In 1918, archaeologists discovered some of the first specimens of Homo erectus, known as Peking Man, in the fossil-rich Zhoukoudian cave system near Beijing. Until recently, it was believed that the extinct hominid species, characterized by its upright stance and robust build, inhabited the area between 250,000 and 500,000 years ago, after the end of a glacial period that had significantly cooled northern China’s climate. But in 2009, new research revealed that Peking Man was much older, raising questions about how these primitive cave dwellers weathered the cold some 700,000 years ago.

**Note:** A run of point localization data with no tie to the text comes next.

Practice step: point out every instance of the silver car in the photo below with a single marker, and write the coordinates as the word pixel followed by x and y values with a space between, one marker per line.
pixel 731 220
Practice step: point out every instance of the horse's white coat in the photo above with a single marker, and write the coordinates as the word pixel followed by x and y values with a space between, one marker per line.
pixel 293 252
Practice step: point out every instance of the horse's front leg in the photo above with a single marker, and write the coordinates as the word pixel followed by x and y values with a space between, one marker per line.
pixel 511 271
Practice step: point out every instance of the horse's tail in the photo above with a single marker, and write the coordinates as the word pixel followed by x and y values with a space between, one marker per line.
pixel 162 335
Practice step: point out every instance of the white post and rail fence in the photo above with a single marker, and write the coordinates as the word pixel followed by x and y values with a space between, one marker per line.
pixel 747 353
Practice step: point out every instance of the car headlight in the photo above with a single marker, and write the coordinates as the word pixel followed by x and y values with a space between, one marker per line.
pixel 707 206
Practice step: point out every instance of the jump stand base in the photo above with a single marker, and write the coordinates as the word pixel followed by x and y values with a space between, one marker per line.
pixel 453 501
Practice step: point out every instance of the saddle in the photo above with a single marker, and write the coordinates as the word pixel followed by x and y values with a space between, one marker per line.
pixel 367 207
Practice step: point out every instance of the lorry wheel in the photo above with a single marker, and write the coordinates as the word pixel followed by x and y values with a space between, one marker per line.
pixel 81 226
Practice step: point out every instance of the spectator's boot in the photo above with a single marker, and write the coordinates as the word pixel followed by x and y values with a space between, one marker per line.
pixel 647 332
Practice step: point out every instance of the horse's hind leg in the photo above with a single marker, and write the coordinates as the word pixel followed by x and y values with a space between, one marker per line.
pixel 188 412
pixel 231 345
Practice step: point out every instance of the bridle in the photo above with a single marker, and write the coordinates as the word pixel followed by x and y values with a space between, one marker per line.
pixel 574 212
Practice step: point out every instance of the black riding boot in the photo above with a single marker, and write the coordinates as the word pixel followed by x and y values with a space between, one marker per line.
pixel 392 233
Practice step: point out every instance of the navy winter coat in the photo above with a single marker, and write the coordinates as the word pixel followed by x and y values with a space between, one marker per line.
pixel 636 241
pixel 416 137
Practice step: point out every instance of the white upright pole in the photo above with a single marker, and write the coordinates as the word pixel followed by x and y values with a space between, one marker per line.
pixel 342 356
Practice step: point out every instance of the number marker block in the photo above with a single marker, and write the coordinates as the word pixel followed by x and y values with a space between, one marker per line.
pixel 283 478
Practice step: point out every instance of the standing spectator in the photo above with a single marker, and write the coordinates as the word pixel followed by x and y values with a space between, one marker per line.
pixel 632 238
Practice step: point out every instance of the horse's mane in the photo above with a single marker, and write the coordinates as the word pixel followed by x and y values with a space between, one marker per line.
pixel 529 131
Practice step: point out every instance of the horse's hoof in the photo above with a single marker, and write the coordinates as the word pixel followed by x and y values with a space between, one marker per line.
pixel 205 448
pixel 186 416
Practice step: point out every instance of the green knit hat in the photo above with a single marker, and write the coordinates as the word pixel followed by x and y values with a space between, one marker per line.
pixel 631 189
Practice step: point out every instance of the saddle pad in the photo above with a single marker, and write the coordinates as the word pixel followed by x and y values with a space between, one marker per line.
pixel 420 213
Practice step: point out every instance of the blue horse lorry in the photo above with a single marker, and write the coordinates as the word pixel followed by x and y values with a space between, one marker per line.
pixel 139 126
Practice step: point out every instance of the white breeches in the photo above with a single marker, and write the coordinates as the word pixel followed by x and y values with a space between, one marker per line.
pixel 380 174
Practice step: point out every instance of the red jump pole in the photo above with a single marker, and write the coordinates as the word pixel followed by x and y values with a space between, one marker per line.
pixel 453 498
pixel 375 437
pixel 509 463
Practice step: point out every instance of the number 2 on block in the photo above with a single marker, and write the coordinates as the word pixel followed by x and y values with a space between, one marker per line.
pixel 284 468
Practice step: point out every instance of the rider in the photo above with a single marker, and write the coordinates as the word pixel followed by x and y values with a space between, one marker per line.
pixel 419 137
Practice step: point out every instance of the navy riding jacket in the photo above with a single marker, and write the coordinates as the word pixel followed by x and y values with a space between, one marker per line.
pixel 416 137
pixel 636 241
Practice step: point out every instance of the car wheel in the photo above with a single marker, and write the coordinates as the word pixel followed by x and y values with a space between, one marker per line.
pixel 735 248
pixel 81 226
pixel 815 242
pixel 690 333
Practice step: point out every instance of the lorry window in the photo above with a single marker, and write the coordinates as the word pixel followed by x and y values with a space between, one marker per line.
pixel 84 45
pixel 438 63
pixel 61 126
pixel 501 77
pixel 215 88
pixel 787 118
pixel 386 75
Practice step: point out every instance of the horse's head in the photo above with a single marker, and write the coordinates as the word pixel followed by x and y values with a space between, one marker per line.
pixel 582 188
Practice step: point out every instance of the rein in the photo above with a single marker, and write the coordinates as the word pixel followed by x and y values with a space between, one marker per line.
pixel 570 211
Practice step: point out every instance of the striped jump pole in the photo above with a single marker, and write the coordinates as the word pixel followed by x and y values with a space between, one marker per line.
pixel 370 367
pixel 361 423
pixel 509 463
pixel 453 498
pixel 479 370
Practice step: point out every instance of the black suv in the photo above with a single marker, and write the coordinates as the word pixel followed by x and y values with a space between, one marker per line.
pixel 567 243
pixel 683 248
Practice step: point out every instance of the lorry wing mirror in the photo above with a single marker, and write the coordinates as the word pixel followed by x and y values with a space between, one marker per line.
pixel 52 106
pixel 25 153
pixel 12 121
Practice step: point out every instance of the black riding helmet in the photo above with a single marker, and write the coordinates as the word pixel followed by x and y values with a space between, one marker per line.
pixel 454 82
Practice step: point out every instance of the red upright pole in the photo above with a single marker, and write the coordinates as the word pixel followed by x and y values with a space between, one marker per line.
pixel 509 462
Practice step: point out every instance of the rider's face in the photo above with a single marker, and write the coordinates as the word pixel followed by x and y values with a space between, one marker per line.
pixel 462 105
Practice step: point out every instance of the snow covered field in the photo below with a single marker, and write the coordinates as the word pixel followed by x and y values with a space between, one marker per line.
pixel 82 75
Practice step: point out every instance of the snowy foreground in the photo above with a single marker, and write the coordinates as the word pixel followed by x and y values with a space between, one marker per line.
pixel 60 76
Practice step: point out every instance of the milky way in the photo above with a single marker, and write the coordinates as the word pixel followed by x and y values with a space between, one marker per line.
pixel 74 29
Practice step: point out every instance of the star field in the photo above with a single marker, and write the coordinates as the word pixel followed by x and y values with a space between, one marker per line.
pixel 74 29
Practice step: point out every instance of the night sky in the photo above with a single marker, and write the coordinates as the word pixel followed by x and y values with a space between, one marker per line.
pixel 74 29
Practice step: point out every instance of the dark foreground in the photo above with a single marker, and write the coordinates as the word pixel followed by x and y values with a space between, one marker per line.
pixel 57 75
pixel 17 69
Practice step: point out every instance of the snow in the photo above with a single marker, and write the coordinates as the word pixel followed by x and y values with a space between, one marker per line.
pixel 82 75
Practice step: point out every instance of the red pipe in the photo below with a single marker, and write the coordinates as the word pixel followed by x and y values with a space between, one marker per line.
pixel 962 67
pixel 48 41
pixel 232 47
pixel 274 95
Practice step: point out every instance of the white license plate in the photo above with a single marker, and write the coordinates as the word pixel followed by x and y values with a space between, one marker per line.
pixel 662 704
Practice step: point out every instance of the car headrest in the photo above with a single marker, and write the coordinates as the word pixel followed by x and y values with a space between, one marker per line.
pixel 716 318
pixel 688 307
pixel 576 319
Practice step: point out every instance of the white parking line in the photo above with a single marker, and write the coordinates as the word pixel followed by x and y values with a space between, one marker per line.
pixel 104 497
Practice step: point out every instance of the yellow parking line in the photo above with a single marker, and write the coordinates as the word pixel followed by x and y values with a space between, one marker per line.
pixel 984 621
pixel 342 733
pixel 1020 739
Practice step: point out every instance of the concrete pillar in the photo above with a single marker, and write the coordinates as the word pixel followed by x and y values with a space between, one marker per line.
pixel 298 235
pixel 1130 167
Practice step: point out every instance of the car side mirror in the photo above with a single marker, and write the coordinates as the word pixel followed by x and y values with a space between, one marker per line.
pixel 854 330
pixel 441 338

Now, a team of scientists led by Chen Shen of the Royal Ontario Museum has reexamined artifacts found on the site and concluded that this particular Homo erectus group probably learned to survive by crafting sophisticated tools. “The new study suggests that Peking Man lithic [stone] technology was not simple as previously thought,” Shen and his colleagues wrote in an abstract to their recent paper, presented at a Society for American Archaeology conference in early April. “The micro-wear evidence indicates many typed tools were made for specific tasks related to processing animal substances.”
More specifically, Peking Man may have fashioned stone-tipped spears and used them to kill and butcher animals. The ability to construct “composition” tools—objects made of several different materials, such as wood and sharpened rock—indicates a level of dexterity and intelligence approaching that of modern humans. It is also the earliest evidence of such activity by early hominids in China, according to the abstract. Further research may shed light on whether these primitive tools were held together by sinew, sap or other substances.
Homo sapiens also adapted to cold climates by assembling weapons for hunting animals, which provided hides and fur to make clothing as well as a valuable food source in the absence of sufficient vegetation.